There is a focus on three solutions:
- Correction of the specific PLN mutation in the DNA – DNA research direction
- RNA intervention | Gene silencing – RNA research direction
- Pharmacological therapy
Correction of the specific PLN mutation in the DNA
In this research direction, the focus is on correcting the specific mutation in the DNA, which lies coiled up in the cell nucleus. This technique shows great promise but is also the most complex. Correcting the mutation can be done using two techniques. The most well-known is CRISPR-Cas, and the newer variant is Prime Editing. With CRISPR-Cas, the disadvantage is that while correcting the DNA, other parts are also modified alongside the specific mutation. Prime Editing offers better efficiency, resulting in fewer unintended corrections in the DNA.
RNA intervention | Gene Silencing
The second possibility is to prevent the “faulty/mutated” messenger RNA, which is made in the cell nucleus from the DNA, from being converted into the faulty protein in the cell. This can be achieved by attaching a sort of label to the “faulty/mutated” mRNA, causing it to be degraded in the cell instead of being converted into the mutated PLN protein. Therefore, the research looks into possibilities to intercept the faulty mRNA (messenger in the cell) to prevent the production of faulty PLN protein. Several medications have been brought to the market based on this therapeutic possibility, making the timeline for bringing this to humans more manageable.

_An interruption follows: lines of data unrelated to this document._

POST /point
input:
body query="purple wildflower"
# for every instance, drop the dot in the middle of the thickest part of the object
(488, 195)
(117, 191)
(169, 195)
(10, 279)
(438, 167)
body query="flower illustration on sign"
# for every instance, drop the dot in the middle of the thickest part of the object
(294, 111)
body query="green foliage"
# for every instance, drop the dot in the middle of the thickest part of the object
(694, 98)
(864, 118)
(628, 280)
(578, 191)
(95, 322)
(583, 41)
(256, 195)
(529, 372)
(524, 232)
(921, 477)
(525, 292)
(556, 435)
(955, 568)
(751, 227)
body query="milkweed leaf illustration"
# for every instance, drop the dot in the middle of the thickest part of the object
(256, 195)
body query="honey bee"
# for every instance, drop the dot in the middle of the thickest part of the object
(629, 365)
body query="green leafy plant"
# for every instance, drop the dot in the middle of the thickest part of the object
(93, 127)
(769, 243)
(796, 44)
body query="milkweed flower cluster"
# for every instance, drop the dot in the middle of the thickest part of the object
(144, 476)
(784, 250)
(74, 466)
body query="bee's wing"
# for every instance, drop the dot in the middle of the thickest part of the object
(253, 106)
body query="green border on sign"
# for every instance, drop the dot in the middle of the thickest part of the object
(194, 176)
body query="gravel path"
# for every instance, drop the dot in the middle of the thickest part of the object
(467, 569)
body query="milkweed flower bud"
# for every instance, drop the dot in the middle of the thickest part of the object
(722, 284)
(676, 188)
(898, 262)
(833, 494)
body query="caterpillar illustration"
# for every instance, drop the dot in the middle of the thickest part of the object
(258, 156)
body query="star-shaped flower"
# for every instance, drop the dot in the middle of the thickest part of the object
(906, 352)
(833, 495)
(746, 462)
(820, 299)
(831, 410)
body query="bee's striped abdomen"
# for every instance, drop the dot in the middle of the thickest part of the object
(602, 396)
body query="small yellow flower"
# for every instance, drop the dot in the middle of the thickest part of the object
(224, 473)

The last research direction aims to compensate for the “toxic” effect of the faulty protein in the cell using an existing medication or a medication that needs further refinement. This could also be an existing medication not originally intended for the PLN disease. The advantage of finding an existing medication that can suppress the PLN disease is that it eliminates or significantly reduces the time needed for testing and regulations associated with approving a new medication.